Le système de la pension légale tend à décourager l'activité de personnes pourtant très utiles à la société de par leur longue expérience [source]. Quant au recul de l'âge de la retraite c'est clairement une régression sociale en raison de son caractère coercitif. Le véritable progrès social c'est l'AU, qui rend complètement obsolète le principe même de la retraite légale.

Il y a aussi la problématique du financement des pensions. Actuellement les pensions sont financées essentiellement par répartition des revenus du travail - les cotisations des actifs sont transférées aux retraités [wikipedia] - ce qui requiert, si l'on veut maintenir le niveau des pensions, d'augmenter d'autant plus le taux de cotisation que le ratio de dépendance démographique (population à l'âge de la retraite / population en âge de travailler) augmente plus vite que la productivité du travail [En 1945 le ratio de dépendance était de quinze cotisants pour un retraité, en 1980 il n'était plus que de quatre, et on estime qu'en 2050 il sera d'environ 1,25 - approfondir].

Un système d'AU garantissant aux individus le financement de leurs besoins primaires pourrait donc s'avérer une adaptation rationnelle du système de sécurité sociale à l'augmentation de la durée de vie (et du chômage structurel).

Progrès démocratique

Le meilleur partage du temps de travail induit par l'AU permettra à ceux qui le souhaitent de consacrer plus de temps au travail politique (par opposition au travail économique), et donc de participer au processus de gouvernance démocratique. Or plus un démocratie est directe, plus faibles sont les dépenses publiques injustifiées, lesquelles participent à maintenir un haut niveau de dette publique, et dont beaucoup ont en outre un impact écologique épouvantable.

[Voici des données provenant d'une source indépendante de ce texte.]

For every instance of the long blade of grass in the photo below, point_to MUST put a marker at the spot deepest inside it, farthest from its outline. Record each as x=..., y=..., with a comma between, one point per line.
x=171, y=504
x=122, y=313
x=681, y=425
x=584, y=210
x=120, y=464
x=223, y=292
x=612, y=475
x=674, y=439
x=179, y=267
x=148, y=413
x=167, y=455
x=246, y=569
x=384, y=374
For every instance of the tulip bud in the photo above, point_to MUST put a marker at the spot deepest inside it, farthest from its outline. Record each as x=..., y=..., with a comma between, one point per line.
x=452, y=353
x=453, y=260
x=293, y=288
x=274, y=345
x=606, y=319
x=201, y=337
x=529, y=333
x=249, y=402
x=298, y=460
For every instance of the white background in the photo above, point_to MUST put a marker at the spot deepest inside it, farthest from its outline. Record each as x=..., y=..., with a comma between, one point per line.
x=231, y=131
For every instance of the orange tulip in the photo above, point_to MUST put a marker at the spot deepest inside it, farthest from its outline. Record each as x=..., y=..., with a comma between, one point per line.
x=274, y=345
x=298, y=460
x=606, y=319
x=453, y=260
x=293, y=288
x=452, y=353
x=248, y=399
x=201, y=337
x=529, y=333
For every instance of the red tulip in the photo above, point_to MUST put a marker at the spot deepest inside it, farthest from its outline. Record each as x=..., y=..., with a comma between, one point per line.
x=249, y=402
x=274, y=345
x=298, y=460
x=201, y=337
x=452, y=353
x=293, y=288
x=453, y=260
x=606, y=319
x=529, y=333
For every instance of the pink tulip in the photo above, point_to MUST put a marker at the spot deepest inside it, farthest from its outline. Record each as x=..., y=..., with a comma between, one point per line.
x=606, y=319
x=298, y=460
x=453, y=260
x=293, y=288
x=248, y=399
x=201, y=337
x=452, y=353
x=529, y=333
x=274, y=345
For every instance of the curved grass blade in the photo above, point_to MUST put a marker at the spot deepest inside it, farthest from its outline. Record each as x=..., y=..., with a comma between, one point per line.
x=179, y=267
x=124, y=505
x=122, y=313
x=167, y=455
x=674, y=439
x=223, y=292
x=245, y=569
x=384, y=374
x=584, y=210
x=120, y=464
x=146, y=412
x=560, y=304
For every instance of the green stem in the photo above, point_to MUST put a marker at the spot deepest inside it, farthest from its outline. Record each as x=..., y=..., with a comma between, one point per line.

Permettre aux moins riches de socialiser

15 % des belges vivent avec moins de 1.000 euros par mois. Dans ces conditions il est très difficile de socialiser [source]. C'est pourquoi le montant de l'AU devrait être fixé au moins au niveau du salaire minimum légal, soit 1.500 euros par mois.

Baisse de la criminalité

Alors que même les universitaires ont de plus en plus difficile de trouver du travail rémunéré, et que la reconversion professionnelle requiert nettement plus de temps que ce que prétendent les associations patronales, nous allons nécessairement assister à une augmentation de la criminalité et à l'instauration d'États policiers si l'on continue sur la voie du capitalisme. L'AU aura donc pour effet de pacifier la société.